Plot a repository’s number of issues and pull requests open and closed over time.

Parameters:
  • issue_pr_stats (list of dict) – Statistics for issues and pull requests (see git_metrics.Gits.process_issues_prs)

  • repo_owner (str) – Owner of repository (for labels)

  • repo_name (str) – Name of repository (for labels and figure savename)

  • cache_dir (str) – Name of directory in which to cache figure

  • window_avg (int, default=7) – Number of months for rolling average of commit data. Enforced to be odd.

Returns:

fig – The generated figure

Return type:

plt.figure instance

runner

repo_stats.runner.parse_parameters(*args)[source]

Read the repository and citation targets and the analysis parameters from a .json parameter file.

Parameters:

*args (list of str) – Simulates the command line arguments

Returns:

params – Parameters used by the analysis

Return type:

dict

repo_stats.runner.main(*args)[source]

Run the citation and repository statistics analysis.

Parameters:

*args (list of str) – Simulates the command line arguments

user_stats

class repo_stats.user_stats.StatsImage(template_image, font)[source]

Class for updating a template image (e.g. to be displayed in a GitHub README) with repository and citation statistics.

Parameters:
  • template_image (str) – Template image to be updated

  • font (str) – Font file (.tff) to be used

draw_text(coords, text, text_color=None, font=None, **kwargs)[source]

Convenience wrapper for ‘PIL.ImageDraw.Draw’.

Parameters:
  • coords (tuple of int) – (x,y) coordinates of text location

  • text (str) – Text to be drawn

  • text_color (str, default=None) – Text color

  • font ('PIL.ImageFont' instance, default=None) – Text font

update_image(stats, repo_name, cache_dir)[source]

Update the provided template image with text summarizing repository and citation statistics.

Parameters:
  • stats (dict) – A dictionary entry for each issue or pull request in the history (see git_metrics.get_issues_prs)

  • repo_name (str) – Name of repository on GitHub (for drawn text)

  • cache_dir (str) – Name of directory in which to cache updated image

Returns:

self.img – The provided template image updated with text

Return type:

‘PIL.Image’ instance

utilities

repo_stats.utilities.fill_missed_months(unique_output)[source]

For an output of ‘np.unique(x, return_counts=True)’ where ‘x’ is a list of dates of the format ‘2024-01’, fill in months missing in this list and set their count to 0.

Parameters:

unique_output (tuple of array) – Output of ‘np.unique’

Returns:

unique_output – The input updated with inserted entries for missing months

Return type:

list of array

repo_stats.utilities.rolling_average(unaveraged, window)[source]

Obtain a rolling average of ‘unaveraged’ data in a sliding window of index length ‘window’.

Parameters:
  • unaveraged (list) – Data to be averaged

  • window (int) – Width (in indices) of sliding window.
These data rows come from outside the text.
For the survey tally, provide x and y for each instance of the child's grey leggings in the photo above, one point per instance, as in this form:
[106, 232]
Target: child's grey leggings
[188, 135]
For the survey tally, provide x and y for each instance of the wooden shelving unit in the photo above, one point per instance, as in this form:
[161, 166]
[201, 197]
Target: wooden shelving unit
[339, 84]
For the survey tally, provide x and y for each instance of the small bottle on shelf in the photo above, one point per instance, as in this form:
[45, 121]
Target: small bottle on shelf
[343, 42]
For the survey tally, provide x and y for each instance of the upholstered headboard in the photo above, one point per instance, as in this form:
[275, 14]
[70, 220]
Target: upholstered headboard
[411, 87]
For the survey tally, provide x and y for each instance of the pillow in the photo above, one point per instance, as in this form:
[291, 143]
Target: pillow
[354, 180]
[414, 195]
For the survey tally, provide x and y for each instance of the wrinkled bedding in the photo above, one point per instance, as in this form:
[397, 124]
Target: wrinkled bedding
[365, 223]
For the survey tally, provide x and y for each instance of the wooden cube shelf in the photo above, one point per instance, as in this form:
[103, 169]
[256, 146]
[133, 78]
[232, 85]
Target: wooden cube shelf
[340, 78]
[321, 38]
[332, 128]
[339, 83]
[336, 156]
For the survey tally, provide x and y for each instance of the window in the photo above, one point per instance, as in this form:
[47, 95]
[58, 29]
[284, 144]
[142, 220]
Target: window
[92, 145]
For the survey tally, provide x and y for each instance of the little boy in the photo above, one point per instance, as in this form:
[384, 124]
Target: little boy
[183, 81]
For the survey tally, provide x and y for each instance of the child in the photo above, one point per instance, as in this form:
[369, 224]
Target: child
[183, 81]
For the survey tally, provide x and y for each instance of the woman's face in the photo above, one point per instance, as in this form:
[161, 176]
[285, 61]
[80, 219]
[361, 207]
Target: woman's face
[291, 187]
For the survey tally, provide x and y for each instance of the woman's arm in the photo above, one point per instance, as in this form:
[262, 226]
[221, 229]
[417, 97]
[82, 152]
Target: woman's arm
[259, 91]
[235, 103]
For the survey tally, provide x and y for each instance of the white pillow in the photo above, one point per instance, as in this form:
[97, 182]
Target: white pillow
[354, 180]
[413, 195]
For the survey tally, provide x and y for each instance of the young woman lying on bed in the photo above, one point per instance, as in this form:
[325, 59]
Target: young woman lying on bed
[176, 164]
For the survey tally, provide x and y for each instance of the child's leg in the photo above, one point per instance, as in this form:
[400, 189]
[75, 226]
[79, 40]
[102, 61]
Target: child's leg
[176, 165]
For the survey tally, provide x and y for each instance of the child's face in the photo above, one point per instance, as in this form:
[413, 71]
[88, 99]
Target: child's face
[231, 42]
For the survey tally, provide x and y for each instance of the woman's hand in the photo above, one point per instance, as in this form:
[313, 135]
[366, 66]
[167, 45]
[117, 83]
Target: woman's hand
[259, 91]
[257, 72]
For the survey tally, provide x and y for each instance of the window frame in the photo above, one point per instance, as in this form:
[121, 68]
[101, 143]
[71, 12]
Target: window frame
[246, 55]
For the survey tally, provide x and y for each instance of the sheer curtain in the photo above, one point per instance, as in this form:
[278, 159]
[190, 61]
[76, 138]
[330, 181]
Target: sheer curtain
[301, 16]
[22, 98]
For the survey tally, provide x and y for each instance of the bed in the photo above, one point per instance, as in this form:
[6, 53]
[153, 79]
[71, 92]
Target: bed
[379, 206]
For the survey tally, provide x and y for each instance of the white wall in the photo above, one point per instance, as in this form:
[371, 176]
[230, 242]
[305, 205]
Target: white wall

Enforced to be odd

Returns:

  • roll_avg (array) – Averaged data

  • window (int) – The input ‘window’, potentially decreased by 1 to make odd

repo_stats.utilities.update_cache(cache_file, old_items, new_items)[source]

Update ‘cache_file’ with ‘new_items’ entries, one per line.

Parameters:
  • cache_file (str) – Path to existing ASCII cache file

  • old_items (str or list of str) – Existing and new cache entries

  • new_items (str or list of str) – Existing and new cache entries

Returns:

all_items – Combined ‘old_items’ and ‘new_items’

Return type:

list of str